Circular RNA‑MTO1 suppresses breast cancer cell viability and reverses monastrol resistance through regulating the TRAF4/Eg5 axis.

Circular RNAs (circRNAs), a class of endogenous RNAs, have emerged as an enigmatic class of genes. However, little is known about their value in the progression and chemoresistance of cancers. The present study sought to determine the expression profiles and potential modulatory role of circRNAs on breast cancer cell viability and monastrol resistance. Monastrol-resistant cell lines were established by exposing breast cancer cells to increasing concentrations of monastrol. A human circRNA microarray was used to search for dysregulated circRNAs in monastrol-resistant cells, then circRNA‑MTO1 (hsa‑circRNA-007874) was validated as a circRNA that exhibited elevated expression levels in monastrol-resistant cells. Mechanistic investigations suggested that upregulation of circRNA‑MTO1 suppressed cell viability, promoted monastrol-induced cell cytotoxicity and reversed monastrol resistance. Subsequently, Eg5 was identified as the functional target of circRNA‑MTO1, and MTO1 inhibited Eg5 protein level but not mRNA level.

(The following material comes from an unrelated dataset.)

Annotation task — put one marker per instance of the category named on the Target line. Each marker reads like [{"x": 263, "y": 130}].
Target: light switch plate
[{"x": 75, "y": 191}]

By treating with protein synthesis inhibitor cycloheximide (CHX), it was revealed that MTO1 did not affect the protein stability of Eg5. RNA-pull down experiments followed by mass spectrometry revealed that MTO1 interacted with tumor necrosis factor receptor associated factor 4 (TRAF4), and sequester TRAF4 from activating Eg5 translation, thereby inhibiting the Eg5 protein level. Taken together, the data reveal a regulatory mechanism by circRNA‑MTO1 to control cell viability and monastrol resistance in breast cancer cells.